Сто и одна ночь (СИ) - Славина Анастасия. Страница 47

— Заметил, когда ты стартанула за мной с парковки.

Граф поворачивается ко мне лицом. Он кажется таким… открытым, таким настоящим… Хочу запомнить этот образ, впитать его. Поверить в него.

Неужели тот человек с тростью и в перчатках — лишь одна из его ролей?

Вот он — мой Граф. Живет в избушке на берегу лесного озера, вместо черной рубашки носит светлую майку, вместо строгих брюк — джинсы. У него горит дровяной, а не электрический, камин. В его доме обитает огромный черный дог! Собака облизывается, глядя на меня, и мне становится спокойнее, когда она четко выполняет команду Графа «Арчи, сидеть!»

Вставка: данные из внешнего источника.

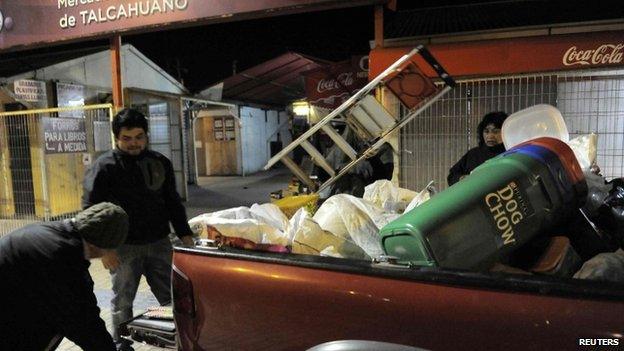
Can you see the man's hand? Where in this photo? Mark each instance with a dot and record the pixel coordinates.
(110, 260)
(188, 240)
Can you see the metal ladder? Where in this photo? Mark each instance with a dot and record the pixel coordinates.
(367, 117)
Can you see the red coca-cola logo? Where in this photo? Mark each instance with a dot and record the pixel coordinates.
(343, 80)
(604, 54)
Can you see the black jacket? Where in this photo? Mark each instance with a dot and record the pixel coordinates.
(144, 186)
(471, 160)
(46, 290)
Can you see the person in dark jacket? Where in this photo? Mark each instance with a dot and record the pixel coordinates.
(490, 145)
(142, 182)
(46, 290)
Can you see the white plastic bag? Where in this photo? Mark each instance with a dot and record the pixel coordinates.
(385, 194)
(584, 147)
(347, 216)
(308, 237)
(270, 214)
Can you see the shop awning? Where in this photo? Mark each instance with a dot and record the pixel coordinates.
(276, 82)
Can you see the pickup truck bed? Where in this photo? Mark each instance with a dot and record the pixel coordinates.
(246, 300)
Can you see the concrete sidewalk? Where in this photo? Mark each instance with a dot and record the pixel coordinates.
(209, 195)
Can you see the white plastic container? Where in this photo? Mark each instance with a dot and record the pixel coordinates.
(534, 122)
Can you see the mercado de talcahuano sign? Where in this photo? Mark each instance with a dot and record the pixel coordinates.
(28, 23)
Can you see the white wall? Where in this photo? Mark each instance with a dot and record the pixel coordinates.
(95, 70)
(259, 127)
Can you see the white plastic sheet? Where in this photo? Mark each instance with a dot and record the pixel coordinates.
(385, 194)
(349, 217)
(584, 147)
(308, 237)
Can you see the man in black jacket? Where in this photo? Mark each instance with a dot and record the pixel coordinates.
(46, 290)
(490, 145)
(142, 182)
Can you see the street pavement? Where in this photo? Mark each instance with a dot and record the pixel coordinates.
(209, 195)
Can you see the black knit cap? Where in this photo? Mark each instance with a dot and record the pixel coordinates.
(104, 225)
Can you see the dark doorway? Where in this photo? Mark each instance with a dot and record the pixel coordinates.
(21, 165)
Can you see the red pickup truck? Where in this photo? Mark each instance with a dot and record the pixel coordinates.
(229, 299)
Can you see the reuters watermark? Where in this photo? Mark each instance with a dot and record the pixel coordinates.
(599, 342)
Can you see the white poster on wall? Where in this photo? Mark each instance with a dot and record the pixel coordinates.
(70, 95)
(102, 136)
(30, 90)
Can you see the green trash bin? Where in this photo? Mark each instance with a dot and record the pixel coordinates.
(504, 203)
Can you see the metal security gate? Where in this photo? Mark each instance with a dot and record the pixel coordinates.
(43, 157)
(590, 101)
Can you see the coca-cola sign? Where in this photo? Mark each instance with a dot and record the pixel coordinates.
(342, 80)
(600, 55)
(329, 86)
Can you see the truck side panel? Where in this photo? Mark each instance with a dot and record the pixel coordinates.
(248, 305)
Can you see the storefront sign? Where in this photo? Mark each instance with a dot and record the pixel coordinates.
(41, 22)
(516, 55)
(329, 86)
(64, 135)
(603, 54)
(30, 90)
(70, 95)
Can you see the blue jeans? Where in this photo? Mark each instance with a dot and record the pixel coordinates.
(151, 260)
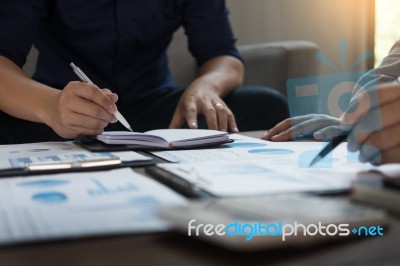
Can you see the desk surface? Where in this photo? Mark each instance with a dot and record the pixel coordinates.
(175, 249)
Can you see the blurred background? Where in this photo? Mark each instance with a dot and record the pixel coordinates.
(364, 24)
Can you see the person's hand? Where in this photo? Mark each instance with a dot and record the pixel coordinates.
(82, 108)
(375, 125)
(201, 98)
(322, 127)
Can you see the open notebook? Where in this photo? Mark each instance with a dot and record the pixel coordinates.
(166, 138)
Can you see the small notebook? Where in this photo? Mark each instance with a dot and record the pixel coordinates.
(165, 138)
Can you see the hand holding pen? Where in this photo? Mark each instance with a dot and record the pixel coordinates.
(85, 78)
(372, 126)
(80, 108)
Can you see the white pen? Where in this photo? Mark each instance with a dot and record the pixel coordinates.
(82, 76)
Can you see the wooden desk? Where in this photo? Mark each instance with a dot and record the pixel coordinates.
(175, 249)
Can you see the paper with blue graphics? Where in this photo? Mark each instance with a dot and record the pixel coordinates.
(254, 166)
(81, 204)
(14, 156)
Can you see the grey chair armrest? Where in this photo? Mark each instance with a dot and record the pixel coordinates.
(272, 64)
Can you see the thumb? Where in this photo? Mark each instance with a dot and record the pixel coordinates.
(327, 133)
(112, 96)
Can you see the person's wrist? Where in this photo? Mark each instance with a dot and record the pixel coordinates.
(48, 108)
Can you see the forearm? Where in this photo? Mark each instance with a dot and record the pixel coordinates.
(22, 97)
(223, 73)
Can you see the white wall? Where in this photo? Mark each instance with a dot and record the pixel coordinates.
(324, 22)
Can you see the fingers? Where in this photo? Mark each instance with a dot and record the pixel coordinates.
(217, 115)
(300, 126)
(381, 147)
(83, 108)
(369, 100)
(113, 97)
(92, 93)
(222, 116)
(186, 113)
(279, 128)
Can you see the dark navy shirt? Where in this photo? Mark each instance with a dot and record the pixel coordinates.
(120, 44)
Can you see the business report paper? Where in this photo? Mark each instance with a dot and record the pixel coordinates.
(74, 205)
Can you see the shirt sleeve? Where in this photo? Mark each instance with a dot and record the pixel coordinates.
(19, 21)
(208, 29)
(387, 71)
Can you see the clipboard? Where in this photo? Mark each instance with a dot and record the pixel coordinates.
(73, 166)
(94, 145)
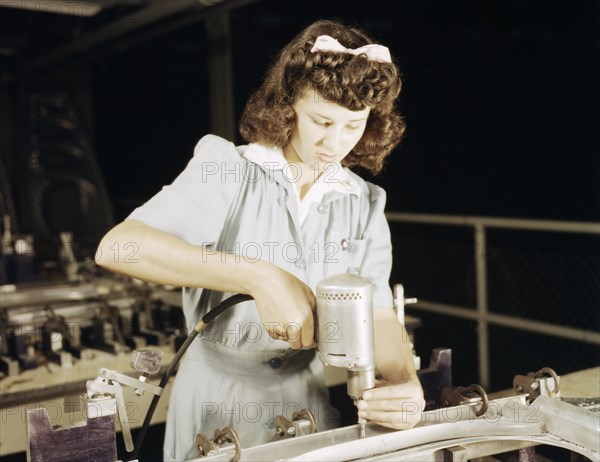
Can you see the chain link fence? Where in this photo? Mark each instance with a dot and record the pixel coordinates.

Бочком обходя дога, пробираюсь в комнату.

Настоящий лесной домик — вся мебель из дерева. Вместо ковра — самотканый половик. На диване — горка пестрых подушек.

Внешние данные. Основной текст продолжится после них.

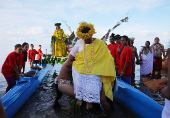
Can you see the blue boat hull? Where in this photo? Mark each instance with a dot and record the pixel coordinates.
(137, 102)
(20, 93)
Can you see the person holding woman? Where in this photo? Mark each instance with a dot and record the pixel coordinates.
(146, 55)
(125, 64)
(60, 47)
(23, 55)
(91, 67)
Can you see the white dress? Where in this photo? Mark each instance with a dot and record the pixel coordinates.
(86, 87)
(166, 110)
(147, 63)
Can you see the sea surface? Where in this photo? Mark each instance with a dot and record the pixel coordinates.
(40, 104)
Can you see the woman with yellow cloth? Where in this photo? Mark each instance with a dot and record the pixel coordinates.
(60, 48)
(93, 66)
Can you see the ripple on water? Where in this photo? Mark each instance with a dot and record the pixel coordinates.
(40, 104)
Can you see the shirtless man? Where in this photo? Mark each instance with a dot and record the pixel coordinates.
(63, 87)
(158, 51)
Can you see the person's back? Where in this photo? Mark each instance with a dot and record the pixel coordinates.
(7, 67)
(166, 93)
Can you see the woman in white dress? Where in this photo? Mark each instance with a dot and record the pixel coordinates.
(146, 55)
(91, 67)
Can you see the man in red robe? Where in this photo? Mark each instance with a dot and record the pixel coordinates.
(125, 63)
(31, 55)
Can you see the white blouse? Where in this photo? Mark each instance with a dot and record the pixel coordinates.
(77, 47)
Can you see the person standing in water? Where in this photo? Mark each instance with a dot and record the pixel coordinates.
(118, 48)
(135, 55)
(146, 55)
(91, 56)
(167, 56)
(23, 55)
(158, 51)
(39, 56)
(2, 111)
(166, 94)
(31, 55)
(112, 45)
(125, 64)
(10, 68)
(60, 47)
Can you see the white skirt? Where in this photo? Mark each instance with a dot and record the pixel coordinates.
(87, 87)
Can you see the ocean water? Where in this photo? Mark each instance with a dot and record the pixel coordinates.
(40, 104)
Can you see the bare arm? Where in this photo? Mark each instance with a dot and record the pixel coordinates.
(125, 68)
(166, 91)
(2, 111)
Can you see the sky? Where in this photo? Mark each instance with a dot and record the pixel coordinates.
(33, 21)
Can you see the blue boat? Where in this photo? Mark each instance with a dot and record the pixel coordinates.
(137, 102)
(22, 91)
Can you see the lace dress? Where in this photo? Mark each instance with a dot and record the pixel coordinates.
(86, 87)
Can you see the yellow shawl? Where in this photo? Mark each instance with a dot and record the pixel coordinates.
(103, 64)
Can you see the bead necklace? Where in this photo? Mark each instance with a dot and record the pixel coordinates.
(84, 56)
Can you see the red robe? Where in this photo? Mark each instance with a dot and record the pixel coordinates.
(8, 66)
(31, 55)
(39, 55)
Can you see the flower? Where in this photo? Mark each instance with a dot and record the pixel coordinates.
(88, 35)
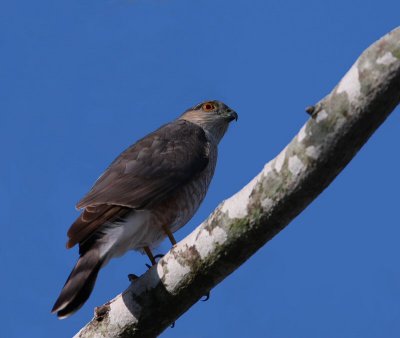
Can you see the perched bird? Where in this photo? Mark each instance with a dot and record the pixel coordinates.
(150, 190)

Воздух насыщен ароматом хвои.

— Разуйся, пожалуйста. У меня здесь горничной нет, — Граф достает из шкафчика меховые тапочки и помогает мне их обуть.

Думаю, он специально касается моих лодыжек — и мое тело тотчас же реагирует: ускоряется сердцебиение, учащается дыхание. «Он словно крысолов, который играет на дудочке, — проносится у меня в голове. — Я понимаю это, но все равно следую за ним. Потому что — пока эта мелодия не оборвется — отвлечься от нее невозможно».

— Я заварил чай с малиной. Будешь?

Киваю, жадно рассматривая обстановку гостиной, — и не сразу осознаю, что голос Графа звучит уже из кухни. Иду на этот голос.

— Буду. Чай с малиной… — зачарованно произношу я, опираясь плечом о дверной косяк.

Наблюдаю, как Граф разливает заварку по чашкам, — просто прилипла к нему взглядом. Как же он похож на моего отца… Особенно сейчас, без шелухи.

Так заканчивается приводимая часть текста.